Last week, Mr. Macron’s team put out reminders that the event is not geared to concrete announcements but to ease the path to agreements at later gatherings, notably the World Bank and I.M.F. annual meetings, the G20 summit, the next United Nations Climate Change Conference and the general meeting for the International Maritime Organization, which is under pressure to tax emissions from the shipping industry.
“If that gets a lot of support here, and then actually gets agreed to at the I.M.O. summit in July, that’s huge,” said Mr. Boese. “Three years ago, we would have celebrated at a climate conference for an outcome like that.”
Many of the activists pouring into the city say they are happy to see more seats at the table for leaders from the global south, and President Macron use his powerful office to amplify the proposal of a woman of color from a small island country — Ms. Mottley. But they are lobbying for more contentious issues to be put onto the agenda, particularly a tax on the fossil fuel industry, as well as on the super-rich who lead jet set lives.

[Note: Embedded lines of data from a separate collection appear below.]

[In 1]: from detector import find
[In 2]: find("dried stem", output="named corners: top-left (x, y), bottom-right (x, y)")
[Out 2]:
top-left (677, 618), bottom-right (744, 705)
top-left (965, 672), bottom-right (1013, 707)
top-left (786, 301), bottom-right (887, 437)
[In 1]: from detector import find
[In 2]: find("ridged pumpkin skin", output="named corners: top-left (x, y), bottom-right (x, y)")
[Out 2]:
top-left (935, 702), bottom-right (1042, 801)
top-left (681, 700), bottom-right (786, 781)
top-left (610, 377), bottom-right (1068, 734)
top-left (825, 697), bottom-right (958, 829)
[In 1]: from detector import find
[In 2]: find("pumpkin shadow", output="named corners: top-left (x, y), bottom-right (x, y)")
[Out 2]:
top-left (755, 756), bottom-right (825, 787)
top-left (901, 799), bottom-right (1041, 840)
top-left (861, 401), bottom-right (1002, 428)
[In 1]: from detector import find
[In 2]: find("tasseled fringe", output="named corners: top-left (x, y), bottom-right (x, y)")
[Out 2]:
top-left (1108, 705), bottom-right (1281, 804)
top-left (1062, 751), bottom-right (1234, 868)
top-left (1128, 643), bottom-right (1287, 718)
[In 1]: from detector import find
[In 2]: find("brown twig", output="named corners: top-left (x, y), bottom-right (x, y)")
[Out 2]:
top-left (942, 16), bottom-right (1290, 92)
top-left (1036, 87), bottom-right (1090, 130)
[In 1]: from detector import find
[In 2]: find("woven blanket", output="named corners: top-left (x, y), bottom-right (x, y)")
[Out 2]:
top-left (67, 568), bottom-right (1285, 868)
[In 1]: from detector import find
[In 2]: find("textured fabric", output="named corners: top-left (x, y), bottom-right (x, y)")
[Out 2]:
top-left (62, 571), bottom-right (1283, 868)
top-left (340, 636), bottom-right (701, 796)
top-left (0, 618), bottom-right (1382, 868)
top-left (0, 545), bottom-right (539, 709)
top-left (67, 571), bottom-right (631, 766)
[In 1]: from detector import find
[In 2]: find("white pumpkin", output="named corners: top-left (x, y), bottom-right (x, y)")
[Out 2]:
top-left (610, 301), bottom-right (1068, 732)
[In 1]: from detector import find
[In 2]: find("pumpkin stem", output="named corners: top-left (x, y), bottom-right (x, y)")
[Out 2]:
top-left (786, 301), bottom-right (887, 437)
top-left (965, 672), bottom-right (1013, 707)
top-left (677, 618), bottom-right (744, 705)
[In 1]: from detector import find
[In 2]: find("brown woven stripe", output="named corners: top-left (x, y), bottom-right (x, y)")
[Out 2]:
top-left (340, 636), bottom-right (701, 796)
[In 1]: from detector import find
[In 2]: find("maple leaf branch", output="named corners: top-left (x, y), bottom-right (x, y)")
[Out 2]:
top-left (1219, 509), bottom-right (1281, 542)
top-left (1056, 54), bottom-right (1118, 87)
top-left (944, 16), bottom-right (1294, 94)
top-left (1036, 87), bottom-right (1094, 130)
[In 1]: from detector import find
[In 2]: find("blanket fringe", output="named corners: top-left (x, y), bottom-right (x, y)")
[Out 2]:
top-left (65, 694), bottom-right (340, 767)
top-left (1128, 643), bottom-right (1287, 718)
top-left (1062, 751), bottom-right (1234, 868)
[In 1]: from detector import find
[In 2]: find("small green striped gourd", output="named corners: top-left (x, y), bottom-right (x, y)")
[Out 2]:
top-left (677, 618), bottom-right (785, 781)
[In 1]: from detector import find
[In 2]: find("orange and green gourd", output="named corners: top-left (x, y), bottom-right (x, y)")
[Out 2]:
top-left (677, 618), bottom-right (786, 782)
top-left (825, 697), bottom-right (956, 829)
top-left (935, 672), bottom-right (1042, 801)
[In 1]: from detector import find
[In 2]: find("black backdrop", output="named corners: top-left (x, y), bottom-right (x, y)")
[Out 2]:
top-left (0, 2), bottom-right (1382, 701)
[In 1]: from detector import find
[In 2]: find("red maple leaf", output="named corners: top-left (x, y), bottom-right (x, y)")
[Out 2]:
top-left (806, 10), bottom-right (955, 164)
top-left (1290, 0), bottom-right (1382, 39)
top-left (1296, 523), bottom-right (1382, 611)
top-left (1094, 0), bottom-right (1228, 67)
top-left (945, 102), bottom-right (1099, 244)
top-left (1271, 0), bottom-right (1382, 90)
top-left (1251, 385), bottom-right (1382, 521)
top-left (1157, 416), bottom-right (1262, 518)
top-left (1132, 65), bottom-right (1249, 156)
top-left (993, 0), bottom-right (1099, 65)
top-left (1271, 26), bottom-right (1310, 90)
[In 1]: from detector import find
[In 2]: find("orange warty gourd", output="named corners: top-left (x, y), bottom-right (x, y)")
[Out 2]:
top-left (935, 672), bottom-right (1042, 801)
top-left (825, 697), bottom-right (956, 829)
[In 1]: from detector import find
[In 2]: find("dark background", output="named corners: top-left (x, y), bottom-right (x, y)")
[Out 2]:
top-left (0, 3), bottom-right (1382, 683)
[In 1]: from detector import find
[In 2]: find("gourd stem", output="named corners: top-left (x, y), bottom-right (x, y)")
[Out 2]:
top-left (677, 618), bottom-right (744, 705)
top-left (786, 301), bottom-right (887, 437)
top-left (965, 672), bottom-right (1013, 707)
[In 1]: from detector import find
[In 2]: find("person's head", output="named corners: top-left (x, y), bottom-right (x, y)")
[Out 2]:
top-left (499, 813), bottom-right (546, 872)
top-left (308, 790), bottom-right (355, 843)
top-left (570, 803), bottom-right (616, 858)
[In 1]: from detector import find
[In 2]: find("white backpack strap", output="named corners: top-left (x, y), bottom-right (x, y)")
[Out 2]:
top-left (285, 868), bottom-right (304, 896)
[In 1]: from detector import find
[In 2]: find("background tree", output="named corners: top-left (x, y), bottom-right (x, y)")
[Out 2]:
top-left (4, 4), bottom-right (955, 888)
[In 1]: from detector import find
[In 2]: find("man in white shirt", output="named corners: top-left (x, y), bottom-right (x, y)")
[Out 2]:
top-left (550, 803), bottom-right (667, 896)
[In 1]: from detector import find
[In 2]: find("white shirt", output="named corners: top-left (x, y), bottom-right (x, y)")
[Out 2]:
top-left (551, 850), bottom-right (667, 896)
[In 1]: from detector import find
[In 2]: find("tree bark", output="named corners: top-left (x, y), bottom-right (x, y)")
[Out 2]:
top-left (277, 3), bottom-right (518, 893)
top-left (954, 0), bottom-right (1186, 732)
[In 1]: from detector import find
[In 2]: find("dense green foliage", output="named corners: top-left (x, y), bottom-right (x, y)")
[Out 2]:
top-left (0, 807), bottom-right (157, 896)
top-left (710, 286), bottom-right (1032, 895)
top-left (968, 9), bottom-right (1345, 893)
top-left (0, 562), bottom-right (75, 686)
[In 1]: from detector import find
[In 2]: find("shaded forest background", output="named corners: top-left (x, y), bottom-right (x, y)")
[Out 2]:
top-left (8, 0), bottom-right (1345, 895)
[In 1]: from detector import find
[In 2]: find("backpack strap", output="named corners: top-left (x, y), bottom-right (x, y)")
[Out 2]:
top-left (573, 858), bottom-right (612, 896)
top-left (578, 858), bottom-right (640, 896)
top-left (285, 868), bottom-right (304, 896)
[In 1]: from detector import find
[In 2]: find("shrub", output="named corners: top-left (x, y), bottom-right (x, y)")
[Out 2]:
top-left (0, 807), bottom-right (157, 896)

“Climate finance is great, but if we don’t stop the fossil fuel industry, then it’s just a Band-Aid solution,” said Mitzi Jonelle Tan, a climate justice campaigner from the Philippines, a country regularly pounded by typhoons. “I grew up being afraid of drowning in my own bedroom.”
Patience Nabukalu came from Uganda, where the French oil company TotalEnergies is funding oil wells and the 870-mile East African Crude Oil Pipeline. The project has been deemed a “carbon bomb” by its opponents and a potential threat to the drinking water of 40 million people living around the basin of Lake Victoria. The Macron government has quietly supported the project.
“Let him prove us wrong for thinking these are just empty promises, but show they are true by stepping up and calling for this project to be stopped,” said Ms. Nabukalu, 25. “There will be no finance reform when you are still financing fossil fuel projects.”
Aurelien Breeden and Juliette Gueron-Gabrielle contributed reporting from Paris.